Maurice Harry Rapf, a blacklisted screenwriter whose credits before the blacklisting era included Disney's "Song of the South" and "They Gave Him a Gun," starring Spencer Tracy, died Tuesday in Hanover, N.H. Rapf, who was 88, died of natural causes after a brief illness.
A native of New York City, Rapf's roots in Hollywood were deep -- his father was Harry Rapf, a vaudeville agent who became a prominent producer and worked alongside Irving Thalberg and Louis B. Mayer when MGM was launched in the 1920s. Among other things, the elder Rapf was credited with discovering Joan Crawford, and he introduced dog star Rin Tin Tin to America.
"I had three Rin Tin Tin puppies ... though none of them lived," Maurice Rapf told writer Patrick McGilligan in an interview for "Tender Comrades: The Backstory of the Hollywood Blacklist" (1997). Rapf said all three puppies died of distemper.
After moving with the family to Hollywood when he was 7, Rapf and his friend, Budd Schulberg, also the son of a producer, used movie studio back lots as playgrounds, including the sets for the 1926 version of "Ben-Hur" and the 1925 World War I film "The Big Parade."
Rapf attended Los Angeles High School and, after a brief stint at Stanford, joined Schulberg at Dartmouth. In 1934, before their senior year, the two spent the summer in the Soviet Union with other students interested in promoting peace. It was this experience that led Rapf and Schulberg to support the Communist Party.
"The thing that most impressed me and probably made me a Communist was that anti-Semitism was illegal in the Soviet Union, and that the Soviets were very anti-Fascist, which the United States was not," Rapf told McGilligan.
This political turn to the left deeply distressed Rapf's father, who made his son face Hollywood's top brass, including Thalberg and Mayer, in an effort to change his mind. Rapf kept on his course.
At the time, Hollywood writers were in turmoil over securing screen credits and payments for writers, and the Communist Party also was active in Hollywood.
Screenwriter Ring Lardner Jr., one of the "Hollywood Ten" who went to jail during the blacklisting era and who was a close friend of Rapf, said during a joint interview published in the Writers Guild of America, East's August 1997 On Writing publication that "there were weeks when every night was taken up with either a Communist Party meeting," a session of the Screen Writers Guild committee or some other meeting.

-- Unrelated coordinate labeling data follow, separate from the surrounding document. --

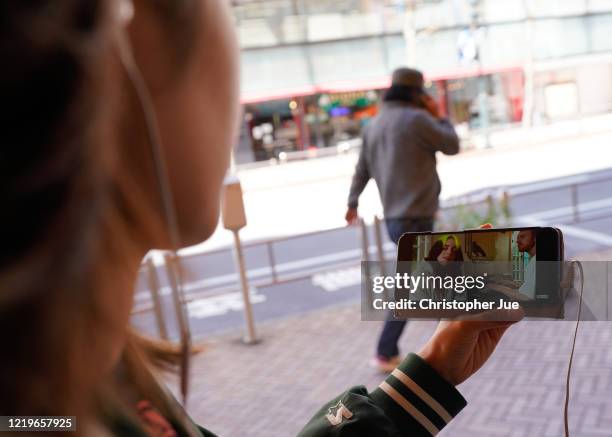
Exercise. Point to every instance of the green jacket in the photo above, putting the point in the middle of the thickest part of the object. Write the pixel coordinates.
(412, 401)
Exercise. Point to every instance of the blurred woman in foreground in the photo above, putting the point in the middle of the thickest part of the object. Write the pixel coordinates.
(85, 199)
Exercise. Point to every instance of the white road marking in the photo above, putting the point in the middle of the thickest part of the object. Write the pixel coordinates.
(221, 305)
(569, 211)
(337, 279)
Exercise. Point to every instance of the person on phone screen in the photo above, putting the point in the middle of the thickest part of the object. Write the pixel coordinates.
(399, 153)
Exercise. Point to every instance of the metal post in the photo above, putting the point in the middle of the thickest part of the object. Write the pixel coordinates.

Rapf said: "The party was very demanding of your time. You were involved in a lot of the community anti-Fascist activities, and you ended up writing stuff for them."
Rapf said in the Writers Guild interview that he often used Lardner's line " 'that the prettiest women in Hollywood were all members of the Communist Party.' We used them for recruiting." Rapf also said that in 1937, "there were party meetings about how to revive" the Screen Writers Guild."

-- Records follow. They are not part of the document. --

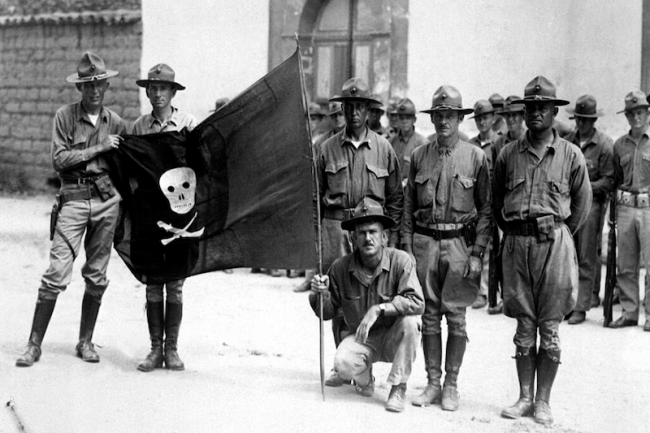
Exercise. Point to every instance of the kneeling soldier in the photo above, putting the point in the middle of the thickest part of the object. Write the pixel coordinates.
(377, 289)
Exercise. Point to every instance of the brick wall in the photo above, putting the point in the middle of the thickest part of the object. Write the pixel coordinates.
(37, 53)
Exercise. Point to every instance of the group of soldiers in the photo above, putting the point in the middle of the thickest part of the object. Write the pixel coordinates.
(406, 225)
(407, 222)
(88, 203)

Rapf joined the Screen Writers Guild at the behest of Lillian Hellman. "There was a knock at the door, and a lady came in with a big hat and a long cigarette holder," he said in the interview. When she asked him to join the guild, "I said I didn't know a thing about it, but I was always on the side of the workers against the bosses -- sure, I'd join."

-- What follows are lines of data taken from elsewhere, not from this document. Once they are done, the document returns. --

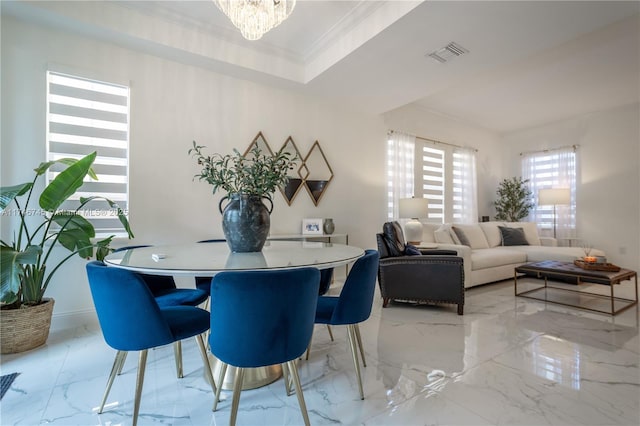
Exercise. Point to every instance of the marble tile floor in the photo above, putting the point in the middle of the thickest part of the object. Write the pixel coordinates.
(507, 361)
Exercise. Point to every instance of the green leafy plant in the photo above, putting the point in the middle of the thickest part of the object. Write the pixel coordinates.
(26, 264)
(254, 174)
(514, 200)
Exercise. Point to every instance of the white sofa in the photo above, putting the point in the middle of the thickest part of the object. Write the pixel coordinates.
(485, 257)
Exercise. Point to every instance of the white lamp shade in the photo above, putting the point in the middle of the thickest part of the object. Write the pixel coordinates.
(413, 208)
(554, 196)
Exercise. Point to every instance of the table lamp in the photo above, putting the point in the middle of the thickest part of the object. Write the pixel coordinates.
(413, 208)
(555, 197)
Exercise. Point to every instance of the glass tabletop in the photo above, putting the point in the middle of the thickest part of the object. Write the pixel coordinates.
(209, 258)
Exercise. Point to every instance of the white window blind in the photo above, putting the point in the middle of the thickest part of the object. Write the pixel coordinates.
(83, 116)
(447, 178)
(430, 181)
(552, 169)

That night, he went to a meeting that Hellman, Dashiell Hammett, Ogden Nash and S.J. Perelman also attended. He subsequently got involved with guild efforts to gain credits and better pay for writers.
When the blacklist era began, Rapf left the Communist Party "because I was bored," and because he decided that he couldn't be both a movie writer and a party member.
Meanwhile, he had earned credits on a number of films, including "Winter Carnival" (written with Schulberg, who later won an Academy Award for "On the Waterfront"); "Dancing on a Dime"; and "Song of the South," Rapf's first job with Walt Disney. For Disney, Rapf also co-adapted "So Dear to My Heart" and wrote portions of "Cinderella," although he said he didn't get credit on the movie "because of the blacklist."
Rapf left Disney in 1947 over a salary dispute. After being named by several people before the House Un-American Activities Committee as a Communist Party member, he continued to get some TV and uncredited movie work. Then he began writing and producing commercial and industrial movies. "I never went back to Hollywood, and never tried," Rapf said.
In the mid-1960s, Rapf began lecturing on film at Dartmouth and eventually founded the college's film studies program. He also reviewed movies for Life and Family Circle magazines and wrote "Back Lot: Growing Up With the Movies," published in 1999.
Rapf never apologized for his political beliefs. "I never knew anybody in the party -- in all the years I was associated with it, which was a long, long time -- who was seeking anything but humanistic goals," Rapf told McGilligan.
Walter Bernstein, a screenwriter and the author of "Inside Out: A Memoir of the Blacklist," said this week that Rapf, whom he knew as a "lovely man," was "fierce in his politics -- he was always left-wing.
He always preserved that." Rapf lost touch with his close friend Schulberg for 13 years after Schulberg named names (although not Rapf's) before the House committee.
They resumed their friendship when both had sons at Dartmouth.
Rapf is survived by two daughters, a son and four grandchildren.